Energy industry there to produce energy, not jobs

This op ed appeared in the Duluth News Tribune on June 9th, 2019.

Gregg Mast of Clean Energy Economy Minnesota wrote in a commentary in the May 7 News Tribune about “a great economic story in our state: clean-energy job growth” (In Response: “Clean-energy jobs market is actually robust, growing”).

“The fact is,” he claimed, “the number of clean-energy jobs has grown every year since the release of the first Clean Jobs Midwest-Minnesota report in 2016, and these good-paying jobs have been added at a faster pace than the statewide average.”

This might sound like great news, but there is something missing from this celebration. It is something vital. Indeed, from an economic point of view, it is the most vital thing of all: How much energy are these workers actually producing?

Increasing productivity — the ratio of outputs produced to inputs used — is key to economic growth and raising living standards. As economist Paul Krugman put it, “Productivity isn’t everything, but in the long run it is almost everything. A country’s ability to improve its standard of living over time depends almost entirely on its ability to raise its output per worker.” This, of course, goes for states like Minnesota.

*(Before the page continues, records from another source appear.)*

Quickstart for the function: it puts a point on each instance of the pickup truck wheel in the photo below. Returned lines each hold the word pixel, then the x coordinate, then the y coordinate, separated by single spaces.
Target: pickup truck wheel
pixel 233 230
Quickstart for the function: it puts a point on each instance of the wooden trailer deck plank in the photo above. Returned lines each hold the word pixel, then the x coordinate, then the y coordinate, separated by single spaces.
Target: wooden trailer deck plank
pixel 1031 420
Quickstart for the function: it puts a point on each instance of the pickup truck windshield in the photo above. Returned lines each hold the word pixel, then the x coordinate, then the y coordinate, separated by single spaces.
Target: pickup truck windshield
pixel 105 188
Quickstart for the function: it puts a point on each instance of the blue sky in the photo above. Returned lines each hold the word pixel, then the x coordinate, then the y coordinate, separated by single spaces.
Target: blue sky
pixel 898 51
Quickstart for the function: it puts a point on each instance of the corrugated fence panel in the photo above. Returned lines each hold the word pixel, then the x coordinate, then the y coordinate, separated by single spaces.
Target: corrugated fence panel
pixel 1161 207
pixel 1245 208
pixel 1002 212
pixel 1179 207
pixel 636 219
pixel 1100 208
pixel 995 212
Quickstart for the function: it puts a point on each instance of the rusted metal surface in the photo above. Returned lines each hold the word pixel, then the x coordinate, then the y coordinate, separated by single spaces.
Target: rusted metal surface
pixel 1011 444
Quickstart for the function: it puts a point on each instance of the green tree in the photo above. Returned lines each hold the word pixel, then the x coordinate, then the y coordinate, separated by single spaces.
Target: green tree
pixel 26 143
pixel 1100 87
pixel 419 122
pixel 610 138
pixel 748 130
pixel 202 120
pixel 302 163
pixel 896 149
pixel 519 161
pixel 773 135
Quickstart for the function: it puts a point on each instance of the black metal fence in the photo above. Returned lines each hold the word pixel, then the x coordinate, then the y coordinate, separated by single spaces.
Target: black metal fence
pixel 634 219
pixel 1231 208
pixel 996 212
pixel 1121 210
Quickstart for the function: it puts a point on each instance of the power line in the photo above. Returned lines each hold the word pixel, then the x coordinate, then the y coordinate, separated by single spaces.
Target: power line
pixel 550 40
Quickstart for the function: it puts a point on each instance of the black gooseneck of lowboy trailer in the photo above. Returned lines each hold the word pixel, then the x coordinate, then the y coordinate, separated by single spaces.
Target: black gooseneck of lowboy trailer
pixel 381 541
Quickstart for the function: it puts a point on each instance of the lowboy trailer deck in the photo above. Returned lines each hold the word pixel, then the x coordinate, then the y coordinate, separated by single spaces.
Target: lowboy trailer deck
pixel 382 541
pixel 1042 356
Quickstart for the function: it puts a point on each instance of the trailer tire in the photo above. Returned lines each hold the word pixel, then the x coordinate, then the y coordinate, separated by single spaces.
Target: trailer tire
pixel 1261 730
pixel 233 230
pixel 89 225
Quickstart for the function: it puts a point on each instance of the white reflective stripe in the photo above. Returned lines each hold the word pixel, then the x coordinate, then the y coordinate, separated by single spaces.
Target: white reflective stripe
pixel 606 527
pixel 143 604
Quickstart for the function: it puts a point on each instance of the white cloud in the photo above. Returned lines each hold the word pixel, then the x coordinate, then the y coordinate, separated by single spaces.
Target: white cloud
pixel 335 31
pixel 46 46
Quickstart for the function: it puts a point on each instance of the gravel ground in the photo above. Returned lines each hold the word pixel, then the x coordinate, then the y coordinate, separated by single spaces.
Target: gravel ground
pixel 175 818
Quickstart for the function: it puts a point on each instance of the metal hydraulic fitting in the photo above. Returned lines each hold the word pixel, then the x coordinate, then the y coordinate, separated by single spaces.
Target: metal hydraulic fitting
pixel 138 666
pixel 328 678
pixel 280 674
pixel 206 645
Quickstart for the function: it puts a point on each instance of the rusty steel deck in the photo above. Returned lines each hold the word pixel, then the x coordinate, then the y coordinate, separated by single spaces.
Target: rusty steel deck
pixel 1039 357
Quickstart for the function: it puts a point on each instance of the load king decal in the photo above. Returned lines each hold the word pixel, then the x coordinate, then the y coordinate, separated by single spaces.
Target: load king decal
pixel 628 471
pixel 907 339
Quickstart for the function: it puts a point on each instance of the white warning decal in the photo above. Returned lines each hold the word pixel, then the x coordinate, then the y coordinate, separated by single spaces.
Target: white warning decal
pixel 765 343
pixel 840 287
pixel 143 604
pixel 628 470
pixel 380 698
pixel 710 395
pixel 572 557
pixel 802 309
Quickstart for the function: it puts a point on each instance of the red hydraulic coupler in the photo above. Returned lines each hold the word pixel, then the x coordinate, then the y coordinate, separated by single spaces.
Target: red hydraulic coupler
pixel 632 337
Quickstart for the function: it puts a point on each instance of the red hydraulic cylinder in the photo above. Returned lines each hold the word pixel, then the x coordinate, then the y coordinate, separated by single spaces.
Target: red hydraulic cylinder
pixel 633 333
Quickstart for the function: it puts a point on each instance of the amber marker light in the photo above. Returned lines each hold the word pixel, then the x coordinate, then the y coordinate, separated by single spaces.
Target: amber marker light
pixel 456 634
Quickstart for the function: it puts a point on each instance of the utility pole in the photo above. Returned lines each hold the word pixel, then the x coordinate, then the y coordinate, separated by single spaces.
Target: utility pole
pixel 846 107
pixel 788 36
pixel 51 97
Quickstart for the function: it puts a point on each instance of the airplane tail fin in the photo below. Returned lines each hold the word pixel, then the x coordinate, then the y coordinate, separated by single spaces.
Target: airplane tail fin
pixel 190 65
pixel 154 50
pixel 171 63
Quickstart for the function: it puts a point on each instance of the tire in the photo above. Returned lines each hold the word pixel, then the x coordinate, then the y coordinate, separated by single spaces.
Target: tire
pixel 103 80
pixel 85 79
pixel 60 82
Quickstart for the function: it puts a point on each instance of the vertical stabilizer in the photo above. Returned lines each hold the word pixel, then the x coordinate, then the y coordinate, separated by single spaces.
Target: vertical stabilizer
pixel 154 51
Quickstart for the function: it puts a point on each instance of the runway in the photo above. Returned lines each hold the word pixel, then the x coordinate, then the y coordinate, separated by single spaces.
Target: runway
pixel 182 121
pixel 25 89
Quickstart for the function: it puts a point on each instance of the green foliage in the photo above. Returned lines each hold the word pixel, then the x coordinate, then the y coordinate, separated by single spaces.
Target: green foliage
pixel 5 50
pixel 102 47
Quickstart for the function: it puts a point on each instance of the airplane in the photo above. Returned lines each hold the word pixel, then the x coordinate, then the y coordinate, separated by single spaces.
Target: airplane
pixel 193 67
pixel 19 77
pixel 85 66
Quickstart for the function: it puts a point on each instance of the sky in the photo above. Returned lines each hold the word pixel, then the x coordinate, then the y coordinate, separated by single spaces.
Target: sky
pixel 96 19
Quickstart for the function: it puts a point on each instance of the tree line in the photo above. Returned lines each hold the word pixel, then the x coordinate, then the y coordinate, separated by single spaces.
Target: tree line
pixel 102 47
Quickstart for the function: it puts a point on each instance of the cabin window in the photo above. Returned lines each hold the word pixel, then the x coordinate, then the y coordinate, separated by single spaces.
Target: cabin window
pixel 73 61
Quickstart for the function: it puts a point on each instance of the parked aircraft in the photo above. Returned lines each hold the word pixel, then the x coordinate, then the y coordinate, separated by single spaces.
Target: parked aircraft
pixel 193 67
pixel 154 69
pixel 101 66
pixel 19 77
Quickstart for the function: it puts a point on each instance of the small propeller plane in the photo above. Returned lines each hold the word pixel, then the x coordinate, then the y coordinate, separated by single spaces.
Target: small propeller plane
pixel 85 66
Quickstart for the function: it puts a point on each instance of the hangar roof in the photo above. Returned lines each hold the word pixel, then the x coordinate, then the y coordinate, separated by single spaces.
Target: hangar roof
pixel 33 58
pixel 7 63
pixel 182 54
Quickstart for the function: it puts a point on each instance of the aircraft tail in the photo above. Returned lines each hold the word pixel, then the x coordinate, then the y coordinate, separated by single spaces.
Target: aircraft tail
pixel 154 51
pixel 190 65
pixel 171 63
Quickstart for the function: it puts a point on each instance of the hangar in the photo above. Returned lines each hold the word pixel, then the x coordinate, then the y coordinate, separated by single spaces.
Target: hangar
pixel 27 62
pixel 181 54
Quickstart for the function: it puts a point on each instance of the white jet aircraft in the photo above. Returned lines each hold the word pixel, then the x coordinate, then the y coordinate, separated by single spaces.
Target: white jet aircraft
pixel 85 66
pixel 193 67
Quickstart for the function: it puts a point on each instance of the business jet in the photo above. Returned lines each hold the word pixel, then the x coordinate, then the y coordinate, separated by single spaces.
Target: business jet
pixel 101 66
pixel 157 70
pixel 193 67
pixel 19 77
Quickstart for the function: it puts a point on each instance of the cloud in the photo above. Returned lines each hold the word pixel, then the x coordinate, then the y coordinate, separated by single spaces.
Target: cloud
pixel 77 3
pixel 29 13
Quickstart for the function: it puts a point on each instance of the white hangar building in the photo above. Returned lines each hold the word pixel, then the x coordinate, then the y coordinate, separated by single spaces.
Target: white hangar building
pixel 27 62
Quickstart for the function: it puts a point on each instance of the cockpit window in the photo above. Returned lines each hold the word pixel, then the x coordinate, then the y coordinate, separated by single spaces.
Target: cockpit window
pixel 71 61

Krugman is dead right. The point of economic activity is not simply to pile up inputs like workers, it is to generate output. To raise productivity, with the consequent increase in economic growth and living standards, we need to increase the amount of output each worker produces with a given amount of inputs.

So, how productive are these new clean-energy workers? How much energy does each produce? Sadly, the answer seems to be “not much.”

According to data on electric-power generation by primary energy sources from the Energy Information Administration and figures for employment in each sector from the U.S. Energy and Employment Report, we can see that, in 2017, the 412 workers employed in Minnesota’s natural-gas sector produced an average of 16,281 megawatt hours of electricity each. For coal, the figure was 13,230 megawatt hours produced for each of the 1,722 workers employed in the state.

But for renewable wind and solar, the numbers are far less encouraging. In terms of megawatt hours produced per worker, Minnesota’s wind sector came in a somewhat distant third. Each of the 1,966 workers here generated an average of just 5,665 megawatt hours in 2017. This was just 43 percent of the amount of electricity a Minnesota coal worker produced annually and 35 percent of that produced by a natural-gas worker.

Figure 1: Megawatt hours of electricity generated per worker, 2017

Source: Energy Information Administration and U.S. Energy and Employment Report

For solar, the numbers are even worse. In 2017, each of Minnesota’s 3,800 solar-energy workers produced an average of just 157 megawatt hours. This was just 1.2 percent of the energy produced by a coal worker and only 1 percent of that which a natural-gas worker produced.

In terms of that vital ratio of outputs (energy generated) to inputs (number of workers), wind energy is a low-productivity sector compared to natural gas and coal. Solar is even worse. Piling more inputs into these sectors when they could be more productive in other sectors lowers productivity and economic welfare. This is certainly not something to be celebrated — from an economic point of view, at least.

Mast and Clean Energy Economy Minnesota need to remember that the point of an energy industry is to generate energy, not to generate jobs. If it was the other way around, we could hire people to stand in front of wind turbines blowing at them to make them turn faster. The effect on energy generation would be practically non-existent, but the effect on employment would be limited only by how many blowers could fit in a field. Clean Energy Economy Minnesota’s jobs numbers would be through the roof. But ask yourself: Would our state be any better off?

John Phelan is an economist at the Center of the American Experiment.